Perhaps one of the most iconic and widely seen movie posters in Works Design Group’s portfolio is that of Jerome Bixby’s The Man From Earth. It remains one of the best examples of our philosophy that it is never too early to think about how you are going to package and market your film.

The Man From Earth Key Art Designer

Key art by Dave Wilkinson (our resident key art designer)

Work on the poster started before the film was fully cast or principal photography had even begun. Initially thought to be a teaser image or a stop gap until until a “final” image was produced, the poster not only remained to represent the film but was also eventually used on the home video packaging from Anchor Bay / Starz Entertainment.

In the years since it’s 2007 production, The Man From Earth has built a “cult” following that began before the film was even released to the public. As described in a recent article in the Hollywood Reporter, a copy of the film had gotten out and was being illegally downloaded through file sharing sites across the internet, while becoming perhaps the first “BitTorrent blockbuster”

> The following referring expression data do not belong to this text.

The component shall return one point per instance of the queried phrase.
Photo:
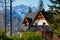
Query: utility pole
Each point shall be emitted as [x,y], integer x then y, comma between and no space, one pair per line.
[10,17]
[5,16]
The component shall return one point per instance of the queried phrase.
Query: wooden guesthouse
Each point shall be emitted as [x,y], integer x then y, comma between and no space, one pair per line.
[35,21]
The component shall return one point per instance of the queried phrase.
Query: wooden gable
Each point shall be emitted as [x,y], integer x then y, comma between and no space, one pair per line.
[39,19]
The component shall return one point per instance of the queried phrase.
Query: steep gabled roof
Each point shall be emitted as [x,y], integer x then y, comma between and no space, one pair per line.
[31,15]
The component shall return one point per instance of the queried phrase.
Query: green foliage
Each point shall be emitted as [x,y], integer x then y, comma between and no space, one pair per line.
[31,36]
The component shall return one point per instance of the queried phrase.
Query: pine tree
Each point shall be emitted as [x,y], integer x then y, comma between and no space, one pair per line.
[55,2]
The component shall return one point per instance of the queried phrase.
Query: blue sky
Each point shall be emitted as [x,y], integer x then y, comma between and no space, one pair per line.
[31,3]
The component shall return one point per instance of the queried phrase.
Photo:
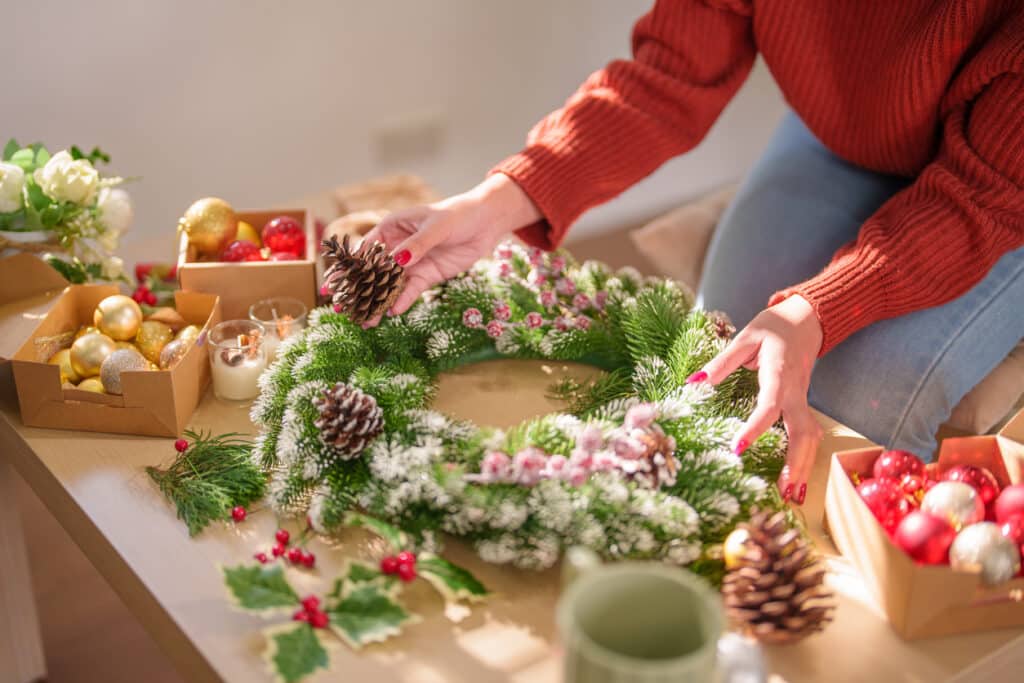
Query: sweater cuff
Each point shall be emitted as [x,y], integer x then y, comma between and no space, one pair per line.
[847,296]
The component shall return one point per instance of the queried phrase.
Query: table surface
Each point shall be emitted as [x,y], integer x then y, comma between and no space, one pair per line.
[95,485]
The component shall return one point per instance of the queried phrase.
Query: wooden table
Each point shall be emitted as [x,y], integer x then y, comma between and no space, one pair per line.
[95,486]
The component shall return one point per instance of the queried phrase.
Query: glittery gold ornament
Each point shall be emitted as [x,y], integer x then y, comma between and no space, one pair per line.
[210,224]
[62,358]
[117,363]
[173,352]
[91,384]
[89,351]
[118,316]
[152,338]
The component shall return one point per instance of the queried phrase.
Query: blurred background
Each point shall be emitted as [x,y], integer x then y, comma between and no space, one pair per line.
[262,101]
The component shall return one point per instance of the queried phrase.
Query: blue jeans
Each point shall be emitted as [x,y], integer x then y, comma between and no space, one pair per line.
[895,381]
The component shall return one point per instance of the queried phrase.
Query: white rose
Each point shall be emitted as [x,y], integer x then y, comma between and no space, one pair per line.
[11,183]
[67,179]
[115,210]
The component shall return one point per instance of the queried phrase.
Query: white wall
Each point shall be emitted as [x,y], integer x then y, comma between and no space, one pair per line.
[262,100]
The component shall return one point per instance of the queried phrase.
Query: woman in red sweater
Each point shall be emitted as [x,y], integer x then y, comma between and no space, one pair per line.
[884,228]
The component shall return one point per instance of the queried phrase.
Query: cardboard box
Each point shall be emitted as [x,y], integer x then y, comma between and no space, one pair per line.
[154,402]
[241,285]
[925,601]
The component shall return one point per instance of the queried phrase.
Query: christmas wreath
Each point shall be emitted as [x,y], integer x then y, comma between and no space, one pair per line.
[638,466]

What is normally considered a negative became a more valuable marketing tool than the producers could have ever afforded on their modest budget. “In one week, Man From Earth jumped 7,700 percent on IMDb’s MOVIEmeter, a statistic that tracks activity on a film’s page, becoming the most searched sci-fi movie on the site.”  It remains among the top rated Sci-Fi movies on IMDB.

With the internet being so instrumental in the success of the original, the filmmakers are relying on it once again as they have recently launched a Kickstarter campaign to help fund a sequel… or prequel as it is titled “Man From Earth Millennium.”

Once again David Wilkinson and the creative team at Works Design have been called upon to create the key art and marketing campaign for the project. We are hopeful that the filmmakers are successful in raising their $175,000 budget goal. We are extremely excited to be part of the project and are looking forward to the challenge of creating an image that is as iconic and successful as the original.